Por Yuri Schein
O tomista tenta impressionar com sua arquitetura metafísica: Deus é a causa primeira, o homem é causa secundária, e a tal da “premoção física” seria o elo elegante entre ambos. Deus, dizem eles, “move previamente” a vontade humana para que ela aja conforme Seu plano. Soa profundo. Parece sofisticado. Mas, quando você remove o latim, a poeira escolástica e o charme medieval, sobra o quê?

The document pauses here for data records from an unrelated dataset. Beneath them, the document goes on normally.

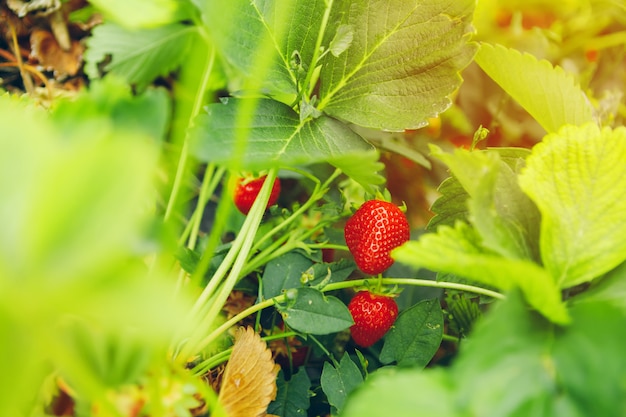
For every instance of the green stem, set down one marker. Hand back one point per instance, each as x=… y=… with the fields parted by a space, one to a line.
x=343 y=285
x=217 y=292
x=184 y=152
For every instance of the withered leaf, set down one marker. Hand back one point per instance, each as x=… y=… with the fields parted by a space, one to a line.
x=249 y=382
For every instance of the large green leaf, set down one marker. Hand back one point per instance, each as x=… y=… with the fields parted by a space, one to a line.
x=457 y=251
x=312 y=312
x=577 y=179
x=338 y=382
x=139 y=56
x=144 y=13
x=546 y=92
x=542 y=370
x=404 y=392
x=402 y=65
x=503 y=215
x=276 y=136
x=289 y=27
x=415 y=336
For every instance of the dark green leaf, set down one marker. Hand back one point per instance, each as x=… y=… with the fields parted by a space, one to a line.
x=314 y=313
x=339 y=382
x=403 y=62
x=292 y=398
x=415 y=336
x=283 y=273
x=577 y=177
x=404 y=392
x=451 y=206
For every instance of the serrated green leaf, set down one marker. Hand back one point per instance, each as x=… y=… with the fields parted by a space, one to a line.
x=404 y=392
x=139 y=56
x=402 y=64
x=144 y=13
x=542 y=370
x=276 y=136
x=290 y=27
x=451 y=206
x=503 y=215
x=313 y=312
x=456 y=250
x=554 y=100
x=339 y=382
x=283 y=273
x=577 y=177
x=292 y=398
x=416 y=335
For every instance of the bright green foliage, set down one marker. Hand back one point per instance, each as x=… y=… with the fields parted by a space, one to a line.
x=515 y=364
x=577 y=178
x=283 y=273
x=310 y=311
x=276 y=137
x=546 y=92
x=144 y=13
x=415 y=336
x=139 y=56
x=292 y=398
x=339 y=381
x=457 y=250
x=74 y=215
x=502 y=214
x=402 y=64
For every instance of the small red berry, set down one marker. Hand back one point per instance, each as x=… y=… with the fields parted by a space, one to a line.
x=373 y=316
x=374 y=230
x=247 y=190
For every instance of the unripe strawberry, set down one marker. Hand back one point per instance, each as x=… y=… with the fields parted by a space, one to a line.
x=247 y=190
x=372 y=232
x=373 y=316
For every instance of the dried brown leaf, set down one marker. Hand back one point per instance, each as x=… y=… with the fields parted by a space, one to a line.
x=46 y=50
x=249 y=382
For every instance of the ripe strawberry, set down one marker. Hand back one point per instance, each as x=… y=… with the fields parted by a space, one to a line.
x=372 y=232
x=373 y=316
x=247 y=190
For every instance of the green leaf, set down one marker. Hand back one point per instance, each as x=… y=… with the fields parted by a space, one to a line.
x=111 y=105
x=403 y=392
x=314 y=313
x=577 y=177
x=554 y=100
x=290 y=29
x=276 y=136
x=457 y=251
x=415 y=336
x=504 y=216
x=402 y=65
x=451 y=206
x=139 y=56
x=283 y=273
x=292 y=398
x=339 y=382
x=144 y=13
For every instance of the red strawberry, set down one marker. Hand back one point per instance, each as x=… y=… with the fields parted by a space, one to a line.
x=247 y=190
x=373 y=315
x=372 y=232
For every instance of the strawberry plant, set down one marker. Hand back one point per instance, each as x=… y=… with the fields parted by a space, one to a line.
x=437 y=223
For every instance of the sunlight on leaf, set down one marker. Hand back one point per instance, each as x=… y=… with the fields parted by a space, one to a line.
x=139 y=56
x=249 y=382
x=402 y=65
x=142 y=13
x=554 y=100
x=577 y=179
x=457 y=251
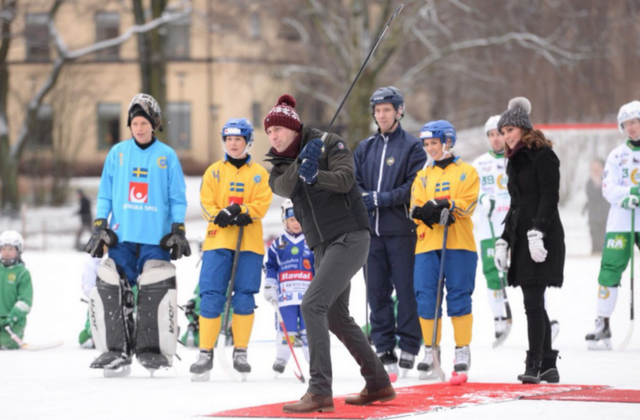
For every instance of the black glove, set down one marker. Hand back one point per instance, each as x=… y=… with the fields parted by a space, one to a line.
x=226 y=215
x=100 y=237
x=176 y=241
x=242 y=219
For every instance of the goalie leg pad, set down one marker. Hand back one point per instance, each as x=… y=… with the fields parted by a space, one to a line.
x=111 y=310
x=157 y=330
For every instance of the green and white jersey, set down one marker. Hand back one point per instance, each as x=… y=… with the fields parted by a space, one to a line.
x=16 y=291
x=491 y=169
x=621 y=173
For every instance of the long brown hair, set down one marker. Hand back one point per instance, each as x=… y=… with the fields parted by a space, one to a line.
x=533 y=139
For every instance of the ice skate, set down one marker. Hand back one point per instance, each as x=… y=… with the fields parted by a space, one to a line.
x=426 y=367
x=240 y=362
x=278 y=366
x=114 y=364
x=390 y=362
x=462 y=362
x=153 y=361
x=201 y=369
x=555 y=329
x=600 y=337
x=406 y=363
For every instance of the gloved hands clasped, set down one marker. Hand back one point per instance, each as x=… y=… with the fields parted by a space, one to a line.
x=100 y=237
x=432 y=213
x=176 y=242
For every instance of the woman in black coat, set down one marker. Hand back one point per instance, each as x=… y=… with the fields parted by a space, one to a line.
x=533 y=232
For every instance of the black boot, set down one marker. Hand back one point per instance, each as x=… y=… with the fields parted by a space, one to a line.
x=532 y=371
x=548 y=370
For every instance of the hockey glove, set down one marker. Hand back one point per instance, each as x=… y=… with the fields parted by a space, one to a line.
x=271 y=292
x=536 y=246
x=242 y=219
x=629 y=202
x=308 y=171
x=226 y=215
x=488 y=205
x=176 y=241
x=101 y=236
x=500 y=256
x=312 y=151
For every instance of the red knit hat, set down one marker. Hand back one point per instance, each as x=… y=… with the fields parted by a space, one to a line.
x=283 y=114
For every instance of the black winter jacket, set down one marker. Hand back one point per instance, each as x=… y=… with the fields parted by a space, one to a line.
x=389 y=164
x=534 y=185
x=331 y=207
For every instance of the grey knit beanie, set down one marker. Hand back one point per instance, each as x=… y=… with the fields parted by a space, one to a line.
x=517 y=114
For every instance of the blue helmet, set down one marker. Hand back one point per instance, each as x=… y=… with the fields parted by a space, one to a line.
x=238 y=127
x=441 y=129
x=387 y=95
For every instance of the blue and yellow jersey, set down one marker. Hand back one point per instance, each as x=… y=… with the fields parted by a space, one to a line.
x=143 y=191
x=459 y=183
x=223 y=185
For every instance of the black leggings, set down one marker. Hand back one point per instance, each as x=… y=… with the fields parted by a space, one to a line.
x=538 y=327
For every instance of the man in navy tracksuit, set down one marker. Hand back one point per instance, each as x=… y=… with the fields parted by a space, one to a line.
x=386 y=165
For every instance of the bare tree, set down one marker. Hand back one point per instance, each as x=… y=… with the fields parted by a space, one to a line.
x=10 y=154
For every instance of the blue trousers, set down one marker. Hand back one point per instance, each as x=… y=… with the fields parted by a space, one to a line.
x=214 y=281
x=390 y=266
x=131 y=256
x=459 y=281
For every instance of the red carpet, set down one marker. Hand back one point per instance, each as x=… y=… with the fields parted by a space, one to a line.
x=593 y=395
x=415 y=399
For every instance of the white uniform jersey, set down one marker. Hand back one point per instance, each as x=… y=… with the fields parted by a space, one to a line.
x=492 y=169
x=621 y=172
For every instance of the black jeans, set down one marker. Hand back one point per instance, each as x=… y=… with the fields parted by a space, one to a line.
x=325 y=308
x=538 y=326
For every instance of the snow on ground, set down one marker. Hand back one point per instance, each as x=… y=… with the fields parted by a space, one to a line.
x=57 y=383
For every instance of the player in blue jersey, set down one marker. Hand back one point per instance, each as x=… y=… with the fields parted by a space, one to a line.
x=289 y=269
x=142 y=189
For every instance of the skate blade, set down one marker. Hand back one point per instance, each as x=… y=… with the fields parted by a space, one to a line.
x=601 y=345
x=428 y=374
x=120 y=372
x=201 y=377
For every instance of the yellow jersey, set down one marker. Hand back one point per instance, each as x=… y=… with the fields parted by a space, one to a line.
x=459 y=183
x=223 y=185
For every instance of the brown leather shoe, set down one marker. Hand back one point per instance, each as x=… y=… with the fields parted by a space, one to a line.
x=366 y=397
x=310 y=403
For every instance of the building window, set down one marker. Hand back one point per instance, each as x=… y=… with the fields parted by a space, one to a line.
x=37 y=36
x=107 y=27
x=256 y=114
x=177 y=45
x=108 y=125
x=42 y=136
x=179 y=125
x=254 y=24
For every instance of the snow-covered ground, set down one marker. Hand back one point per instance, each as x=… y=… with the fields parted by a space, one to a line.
x=57 y=383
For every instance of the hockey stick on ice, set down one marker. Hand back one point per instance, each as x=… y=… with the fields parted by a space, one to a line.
x=627 y=339
x=298 y=374
x=507 y=307
x=444 y=216
x=220 y=347
x=31 y=347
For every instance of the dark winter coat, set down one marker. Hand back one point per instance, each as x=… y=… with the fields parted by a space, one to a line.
x=389 y=164
x=333 y=205
x=534 y=185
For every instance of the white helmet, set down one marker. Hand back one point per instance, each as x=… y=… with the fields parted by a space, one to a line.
x=491 y=124
x=628 y=112
x=287 y=209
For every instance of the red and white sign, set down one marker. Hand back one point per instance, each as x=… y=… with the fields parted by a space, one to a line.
x=138 y=192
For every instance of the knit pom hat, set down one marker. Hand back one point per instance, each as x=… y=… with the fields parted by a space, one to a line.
x=283 y=114
x=517 y=114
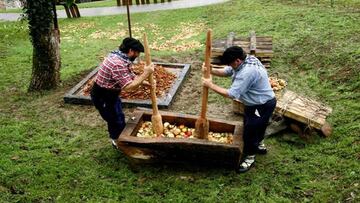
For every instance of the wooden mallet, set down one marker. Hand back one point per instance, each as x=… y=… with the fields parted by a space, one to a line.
x=156 y=119
x=202 y=124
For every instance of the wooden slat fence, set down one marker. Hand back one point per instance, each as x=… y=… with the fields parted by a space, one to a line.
x=139 y=2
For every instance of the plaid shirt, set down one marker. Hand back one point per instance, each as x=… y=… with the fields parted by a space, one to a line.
x=115 y=71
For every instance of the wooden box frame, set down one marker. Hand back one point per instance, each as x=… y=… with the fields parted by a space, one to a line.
x=166 y=149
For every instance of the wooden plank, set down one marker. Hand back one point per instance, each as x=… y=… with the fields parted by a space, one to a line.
x=230 y=40
x=297 y=107
x=175 y=149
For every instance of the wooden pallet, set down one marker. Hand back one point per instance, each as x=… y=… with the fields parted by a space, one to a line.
x=160 y=149
x=72 y=11
x=294 y=106
x=139 y=2
x=261 y=47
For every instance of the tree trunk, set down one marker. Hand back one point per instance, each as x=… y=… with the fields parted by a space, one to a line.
x=46 y=62
x=2 y=5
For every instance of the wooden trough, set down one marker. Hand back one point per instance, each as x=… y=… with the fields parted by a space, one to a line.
x=261 y=47
x=164 y=149
x=299 y=108
x=76 y=94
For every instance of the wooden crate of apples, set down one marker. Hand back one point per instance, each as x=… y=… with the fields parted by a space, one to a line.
x=181 y=132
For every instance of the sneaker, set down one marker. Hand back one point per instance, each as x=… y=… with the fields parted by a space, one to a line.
x=246 y=164
x=261 y=148
x=113 y=143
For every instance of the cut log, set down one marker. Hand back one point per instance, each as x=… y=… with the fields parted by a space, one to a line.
x=294 y=106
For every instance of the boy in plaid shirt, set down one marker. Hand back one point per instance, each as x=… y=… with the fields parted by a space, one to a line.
x=113 y=76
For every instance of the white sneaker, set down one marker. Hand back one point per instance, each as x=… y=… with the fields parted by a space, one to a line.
x=113 y=143
x=246 y=164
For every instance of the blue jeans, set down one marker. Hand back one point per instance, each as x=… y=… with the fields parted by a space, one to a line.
x=108 y=103
x=255 y=124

Um empurrão. Só que com toga.
Sim, o empirista vulgar acha que causalidade é uma bola batendo na outra. O tomista, mais educado, diz que não, que é algo metafísico. Mas aí ele descreve essa causalidade metafísica exatamente como um tipo de influência real que passa de Deus para a criatura, movendo a mesma infalivelmente a agir, como quem gira um peso, Parabéns: você apenas pegou o mecanicismo e o colocou em um terno aristotélico.
Tomás de Aquino queria preservar duas coisas ao mesmo tempo: a soberania divina e a realidade das causas secundárias. Resultado? Um sistema que não consegue sustentar nenhum dos dois sem entrar em contradição.
Pense comigo: se Deus premove a vontade de forma infalível, então o ato já está determinado. Não há “cooperação real”, há execução. A criatura não causa nada; apenas encena uma causalidade previamente garantida. Agora, se você tentar suavizar isso dizendo que a vontade ainda tem algum grau de autonomia, então a premoção deixa de ser infalível. E se não é infalível, Deus não determina o ato. É o que eles defendem, Deus move a criatura como quem move um peão e o peão gira conforme sua natureza.
O tomista quer os dois lados: determinação divina total e causalidade criada genuína. O resultado é uma espécie de “dupla autoria” metafísica onde ninguém consegue explicar quem realmente fez o quê.
E aqui entra o golpe fatal.
Se Deus é causa suficiente para um evento, então não há necessidade de uma causa secundária real. Se, por outro lado, a causa secundária é necessária para completar o evento, então Deus não é causa suficiente. Não existe essa de “duas causas totais do mesmo efeito no mesmo sentido”, isso não é profundidade metafísica, é redundância travestida de filosofia.
O ocasionalismo simplesmente se recusa a brincar desse jogo confuso.
Ele afirma o óbvio que o sistema tomista tenta evitar: só Deus causa. Criaturas não possuem poder causal autônomo. Elas são ocasiões, pontos na ordem criada nos quais Deus age conforme Seu decreto eterno. Não há transmissão de poder, não há “influência” metafísica, não há essa ficção de causalidade compartilhada.
E antes que alguém tente fugir para o empirismo (o refúgio padrão quando a metafísica falha), vale lembrar: você nunca observou causalidade em lugar nenhum.
David Hume já demoliu essa ilusão há séculos. O que vemos é sequência, não causa. O tomista até concorda, diz que causalidade é metafísica. Ótimo. Mas então por que continua descrevendo essa tal premoção como se fosse uma espécie de força que apenas "move, ou energiza” a vontade?
Move como? Empurra como? Energiza como? Atua onde?
Silêncio.
Porque, no fundo, a premoção física é uma tentativa de manter o vocabulário metafísico enquanto se pensa como um físico aristotélico. É um sistema que não teve coragem de abandonar completamente o mundo das engrenagens, mas também não consegue justificá-lo.
O ocasionalismo, por outro lado, não precisa dessas muletas. Ele não divide a causalidade, não cria camadas desnecessárias, não inventa mecanismos invisíveis para salvar tradições filosóficas antigas. Ele afirma, sem rodeios, que Deus decreta e efetua todas as coisas diretamente.
Sem intermediários. Sem teatro ontológico. Sem “premoções”.
No fim das contas, a premoção física é apenas isso: um esforço escolástico para evitar a conclusão inevitável, que, se Deus é verdadeiramente soberano, então Ele não compartilha causalidade com ninguém.
E toda tentativa de dizer o contrário acaba, inevitavelmente, parecendo o que realmente é:
Um aristotelismo tentando sobreviver de cosplay teológico.